From Presence to Policy: The Conditional Impact of Women's Representation in Top Management Teams in Chinese Local Governments
研究中国276个城市2010-2018年数据发现,市长团队中有两名及以上女性领导时更可能出台惠及女性的政策,且此效应受省级女性领导比例和与省级男性领导关系的影响。
ABSTRACT While public administration research has begun exploring the impact of women's representation in top leadership positions in public organizations, the conditions under which women's representation in top management teams (TMTs) produces policies specifically benefiting women remain underexamined. Using a panel dataset covering 276 Chinese municipalities (2010–2018), this study examines how women's representation in mayoral teams affects women‐sensitive policy adoption.
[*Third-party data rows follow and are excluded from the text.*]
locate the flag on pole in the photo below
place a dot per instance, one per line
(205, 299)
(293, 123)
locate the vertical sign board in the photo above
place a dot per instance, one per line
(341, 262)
Fixed‐effects Poisson regression analyses suggest that TMTs with two or more women leaders are likely to adopt more women‐sensitive policies than TMTs with no or a single woman leader. This relationship strengthens when women occupy a larger proportion of provincial leadership roles, but it weakens when TMTs maintain stronger patronage ties to provincial male leaders. These findings advance representative bureaucracy research by demonstrating how passive representation translates into active representation in government upper echelons from a team‐based perspective and how this effect is contingent on institutional factors within a multi‐level governance system.